Let me put this in clearer terms:
- If you had a lipid panel test (which measures cholesterol and triglycerides) at a hospital-owned outpatient facility, you paid an average of 639 percent more than if you had gone to an independent facility, such as Mid America Clinical Labs.
- If you had a complete blood count at a hospital-owned outpatient facility, you paid an average of 810 percent more than at an independent lab.
- If you had a comprehensive metabolic panel (which tests kidney and liver function) at a hospital-owned outpatient facility, you would have paid 882 percent more than at an independent facility.
Now, a fair bit has changed since 2011. Some hospital systems, such as IU Health, have slashed prices on their imaging procedures, for example.
So I thought I’d check to see if anything similar has happened on blood tests. I went to the cost-comparison tool on Anthem Blue Cross and Blue Shield’s website, and looked up all of Anthem’s negotiated prices with blood-testing facilities within a 25-mile radius of downtown Indianapolis.
The results? Nothing's really changed.
Comprehensive metabolic panels were running at 1,400-percent higher prices, on average, at hospitals than at independent facilities. And the other common blood tests weren’t far behind.

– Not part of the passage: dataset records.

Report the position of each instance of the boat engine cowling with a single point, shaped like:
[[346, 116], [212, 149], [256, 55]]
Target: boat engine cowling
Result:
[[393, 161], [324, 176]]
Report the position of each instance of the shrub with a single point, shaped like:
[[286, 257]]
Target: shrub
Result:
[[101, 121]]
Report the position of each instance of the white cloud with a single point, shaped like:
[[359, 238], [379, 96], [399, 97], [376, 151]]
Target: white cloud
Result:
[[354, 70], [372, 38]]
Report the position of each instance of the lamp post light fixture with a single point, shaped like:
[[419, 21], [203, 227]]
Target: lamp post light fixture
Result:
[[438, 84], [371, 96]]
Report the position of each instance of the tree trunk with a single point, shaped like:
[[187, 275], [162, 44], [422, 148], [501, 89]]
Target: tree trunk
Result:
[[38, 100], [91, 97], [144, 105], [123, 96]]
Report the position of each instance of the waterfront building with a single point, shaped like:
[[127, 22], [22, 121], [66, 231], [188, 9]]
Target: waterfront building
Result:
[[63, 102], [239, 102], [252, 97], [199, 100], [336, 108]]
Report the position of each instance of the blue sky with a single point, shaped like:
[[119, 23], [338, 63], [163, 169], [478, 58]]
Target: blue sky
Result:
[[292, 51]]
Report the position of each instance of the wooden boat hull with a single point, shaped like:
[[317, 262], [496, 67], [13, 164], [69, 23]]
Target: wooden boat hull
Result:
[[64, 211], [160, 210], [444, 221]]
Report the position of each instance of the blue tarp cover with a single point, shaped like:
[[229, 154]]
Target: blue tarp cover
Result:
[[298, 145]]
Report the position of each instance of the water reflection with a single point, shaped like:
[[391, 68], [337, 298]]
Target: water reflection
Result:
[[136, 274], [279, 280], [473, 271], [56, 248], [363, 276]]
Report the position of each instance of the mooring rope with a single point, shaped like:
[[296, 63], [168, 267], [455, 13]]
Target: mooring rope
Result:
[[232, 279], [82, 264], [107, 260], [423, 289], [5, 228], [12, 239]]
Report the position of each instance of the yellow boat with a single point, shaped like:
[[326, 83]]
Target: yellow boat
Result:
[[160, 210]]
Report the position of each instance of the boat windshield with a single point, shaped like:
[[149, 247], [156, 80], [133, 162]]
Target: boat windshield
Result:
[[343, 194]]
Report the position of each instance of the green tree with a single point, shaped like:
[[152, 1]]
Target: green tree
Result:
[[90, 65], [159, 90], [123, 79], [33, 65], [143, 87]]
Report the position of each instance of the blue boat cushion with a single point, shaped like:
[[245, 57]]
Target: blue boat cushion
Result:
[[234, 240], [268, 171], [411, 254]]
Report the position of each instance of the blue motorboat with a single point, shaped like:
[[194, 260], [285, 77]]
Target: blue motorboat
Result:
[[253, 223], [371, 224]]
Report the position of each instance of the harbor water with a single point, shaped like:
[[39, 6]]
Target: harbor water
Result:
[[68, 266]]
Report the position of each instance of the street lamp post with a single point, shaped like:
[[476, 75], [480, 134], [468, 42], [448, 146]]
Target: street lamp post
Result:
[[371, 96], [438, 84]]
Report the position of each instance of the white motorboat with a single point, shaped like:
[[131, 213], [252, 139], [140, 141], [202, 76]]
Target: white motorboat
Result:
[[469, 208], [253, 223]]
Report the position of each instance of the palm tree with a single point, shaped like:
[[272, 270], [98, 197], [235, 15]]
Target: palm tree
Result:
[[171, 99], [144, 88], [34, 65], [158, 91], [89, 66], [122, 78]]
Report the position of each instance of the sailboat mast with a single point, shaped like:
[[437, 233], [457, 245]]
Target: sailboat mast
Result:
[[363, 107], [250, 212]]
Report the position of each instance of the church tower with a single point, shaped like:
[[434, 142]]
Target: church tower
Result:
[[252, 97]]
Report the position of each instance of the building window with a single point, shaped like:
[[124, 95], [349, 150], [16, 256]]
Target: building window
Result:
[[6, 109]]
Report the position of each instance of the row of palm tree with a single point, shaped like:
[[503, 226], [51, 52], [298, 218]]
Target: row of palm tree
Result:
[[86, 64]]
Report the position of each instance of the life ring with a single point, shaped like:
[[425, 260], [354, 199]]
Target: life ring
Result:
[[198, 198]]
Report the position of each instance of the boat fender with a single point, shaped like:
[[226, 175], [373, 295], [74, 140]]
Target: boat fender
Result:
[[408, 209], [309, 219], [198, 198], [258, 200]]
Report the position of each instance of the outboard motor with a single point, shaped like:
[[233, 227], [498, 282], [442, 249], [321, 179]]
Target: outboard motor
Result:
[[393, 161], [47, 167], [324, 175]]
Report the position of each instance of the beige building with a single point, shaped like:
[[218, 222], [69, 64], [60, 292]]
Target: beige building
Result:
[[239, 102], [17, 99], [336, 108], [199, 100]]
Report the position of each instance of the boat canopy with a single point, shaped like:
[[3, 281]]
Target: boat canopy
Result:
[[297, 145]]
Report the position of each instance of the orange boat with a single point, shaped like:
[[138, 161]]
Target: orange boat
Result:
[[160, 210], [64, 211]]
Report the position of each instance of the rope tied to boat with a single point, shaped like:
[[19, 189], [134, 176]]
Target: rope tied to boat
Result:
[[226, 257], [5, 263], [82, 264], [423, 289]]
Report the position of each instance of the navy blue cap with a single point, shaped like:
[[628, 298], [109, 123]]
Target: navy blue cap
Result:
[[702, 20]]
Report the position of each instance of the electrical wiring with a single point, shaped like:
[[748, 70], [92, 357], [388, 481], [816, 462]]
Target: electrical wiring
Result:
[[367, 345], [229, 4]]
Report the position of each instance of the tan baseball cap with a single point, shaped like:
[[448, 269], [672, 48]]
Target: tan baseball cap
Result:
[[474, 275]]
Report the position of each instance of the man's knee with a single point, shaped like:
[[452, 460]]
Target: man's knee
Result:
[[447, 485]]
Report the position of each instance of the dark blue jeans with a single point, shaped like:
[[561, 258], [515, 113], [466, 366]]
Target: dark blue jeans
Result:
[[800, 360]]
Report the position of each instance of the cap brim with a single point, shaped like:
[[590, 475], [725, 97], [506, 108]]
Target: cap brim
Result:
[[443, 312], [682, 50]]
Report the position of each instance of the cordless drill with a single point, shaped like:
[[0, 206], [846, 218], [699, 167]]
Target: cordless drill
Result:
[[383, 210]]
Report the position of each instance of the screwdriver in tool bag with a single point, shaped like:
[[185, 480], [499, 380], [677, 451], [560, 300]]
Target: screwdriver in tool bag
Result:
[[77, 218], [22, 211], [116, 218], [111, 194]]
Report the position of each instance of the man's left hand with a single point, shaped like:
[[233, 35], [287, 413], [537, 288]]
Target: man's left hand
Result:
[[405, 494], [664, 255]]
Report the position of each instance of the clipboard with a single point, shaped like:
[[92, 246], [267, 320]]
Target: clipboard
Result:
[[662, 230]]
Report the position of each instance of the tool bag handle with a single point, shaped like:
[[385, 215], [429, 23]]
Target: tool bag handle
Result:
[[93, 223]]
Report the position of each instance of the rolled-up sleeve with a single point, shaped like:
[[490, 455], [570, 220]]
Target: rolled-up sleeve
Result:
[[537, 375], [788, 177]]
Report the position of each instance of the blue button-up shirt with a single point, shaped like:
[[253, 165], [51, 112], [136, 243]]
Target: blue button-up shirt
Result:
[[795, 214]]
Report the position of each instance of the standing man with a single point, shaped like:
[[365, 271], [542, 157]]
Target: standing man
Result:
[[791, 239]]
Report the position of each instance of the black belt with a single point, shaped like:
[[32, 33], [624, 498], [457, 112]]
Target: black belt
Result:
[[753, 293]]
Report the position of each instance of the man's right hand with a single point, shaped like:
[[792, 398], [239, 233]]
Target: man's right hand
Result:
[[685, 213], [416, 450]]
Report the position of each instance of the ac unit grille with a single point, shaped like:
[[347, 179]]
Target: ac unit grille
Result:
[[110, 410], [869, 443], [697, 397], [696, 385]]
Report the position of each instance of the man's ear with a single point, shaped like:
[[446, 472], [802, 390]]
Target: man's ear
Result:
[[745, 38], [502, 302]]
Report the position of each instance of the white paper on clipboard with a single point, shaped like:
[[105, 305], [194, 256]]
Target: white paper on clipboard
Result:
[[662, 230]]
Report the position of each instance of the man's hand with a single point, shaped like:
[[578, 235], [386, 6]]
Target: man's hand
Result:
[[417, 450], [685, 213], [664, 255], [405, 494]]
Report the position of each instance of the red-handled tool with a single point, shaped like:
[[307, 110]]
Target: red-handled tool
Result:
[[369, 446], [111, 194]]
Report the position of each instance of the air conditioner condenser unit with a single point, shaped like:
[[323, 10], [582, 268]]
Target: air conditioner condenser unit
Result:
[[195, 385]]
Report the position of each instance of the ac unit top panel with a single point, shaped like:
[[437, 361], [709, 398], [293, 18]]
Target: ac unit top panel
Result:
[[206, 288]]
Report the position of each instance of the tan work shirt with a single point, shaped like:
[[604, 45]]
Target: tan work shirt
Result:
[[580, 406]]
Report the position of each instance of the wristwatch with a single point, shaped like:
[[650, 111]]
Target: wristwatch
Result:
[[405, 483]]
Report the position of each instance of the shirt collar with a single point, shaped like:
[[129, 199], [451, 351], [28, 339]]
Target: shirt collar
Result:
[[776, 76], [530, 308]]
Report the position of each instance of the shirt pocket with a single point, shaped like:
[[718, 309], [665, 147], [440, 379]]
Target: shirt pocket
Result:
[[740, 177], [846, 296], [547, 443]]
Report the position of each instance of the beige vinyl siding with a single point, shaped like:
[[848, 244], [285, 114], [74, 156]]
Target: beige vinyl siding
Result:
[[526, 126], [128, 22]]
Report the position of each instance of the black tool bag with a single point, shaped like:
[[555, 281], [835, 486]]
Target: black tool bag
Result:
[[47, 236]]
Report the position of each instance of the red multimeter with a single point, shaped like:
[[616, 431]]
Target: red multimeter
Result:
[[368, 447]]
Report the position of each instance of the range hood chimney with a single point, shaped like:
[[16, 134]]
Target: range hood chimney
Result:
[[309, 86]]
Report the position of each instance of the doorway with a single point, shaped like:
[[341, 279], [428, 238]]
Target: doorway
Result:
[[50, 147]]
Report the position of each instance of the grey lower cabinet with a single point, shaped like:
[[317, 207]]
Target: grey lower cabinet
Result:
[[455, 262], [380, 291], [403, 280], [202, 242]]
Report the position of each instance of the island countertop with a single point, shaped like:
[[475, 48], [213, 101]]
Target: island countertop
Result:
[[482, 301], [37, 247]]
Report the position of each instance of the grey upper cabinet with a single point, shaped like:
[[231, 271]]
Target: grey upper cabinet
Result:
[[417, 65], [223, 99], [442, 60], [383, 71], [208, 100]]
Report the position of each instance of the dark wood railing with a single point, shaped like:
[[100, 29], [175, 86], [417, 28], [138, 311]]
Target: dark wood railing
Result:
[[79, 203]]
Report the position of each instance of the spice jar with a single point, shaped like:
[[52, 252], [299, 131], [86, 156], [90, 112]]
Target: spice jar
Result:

Here is a summary of what I found:
Comprehensive metabolic panel
Hospital labs avg (18): $144.67
Non-hospital (6): $10.33
Price difference: 1,400 percent
Hospital labs avg (15): $146.13
Non-hospital (20): $13.10
Price difference: 1,120 percent
Complete blood count
Hospital labs avg (16): $67.44
Non-hospital (20): $7.05
Price difference: 960 percent
So why is this happening?
It’s due to a wrinkle in health finance. The federal Medicare program and most private health insurers pay not only for the actual blood test, but also a facility fee for the use of the hospital facility. Independent clinicians don’t receive any facility fee.
That facility fees is designed to help hospitals cover the cost of being open 24-7 and stabilizing all emergency patients whether or not they can pay.
But lots of blood tests are performed in outpatient settings, nowhere near a hospital campus. Yet Medicare and private insurers allow these hospital-owned physician practices and outpatient offices to bill as if they were part of the hospital, so long as they disclose that fact to patients.
They do, but in language that is only understandable if you already know what they’re doing. Those notices also, in my experience, never say anything about the enormous cost difference that the hospital status produces. (Read how St. Vincent “informed” one patient of the fact that a physical therapy practice near Zionsville was actually part of the St. Vincent hospital campus on West 86th Street and, therefore, charged him twice as much per visit.)
Those facility fees are a big reason for these astronomical differences in price—not only in blood test, but also in imaging scans, colonoscopies and physical therapy. They were also a key reason hospitals were willing to employ so many physicians—and pay them handsomely too.
Physicians seeing patients in hospital-owned facilities could collect significantly more money for lab tests, imaging scans, colonoscopies and physical therapy.
Among Indianapolis hospital systems, Indiana University Health has built up a physician practice with 1,500 doctors. St. Vincent Health employs about 800 and Community Health Network employs roughly 500.
Now that hospital systems employ all those doctors, their bargaining power with insurers is much greater than any of the independent shops. That’s why, I would argue, these differences have gotten bigger, not smaller, in the past few years.
Medicare has been eyeing these differences, and may try to stamp them out. It will be interesting to see if Anthem or other private insurers follow suit. Because they and their customers have been taking a bloodbath.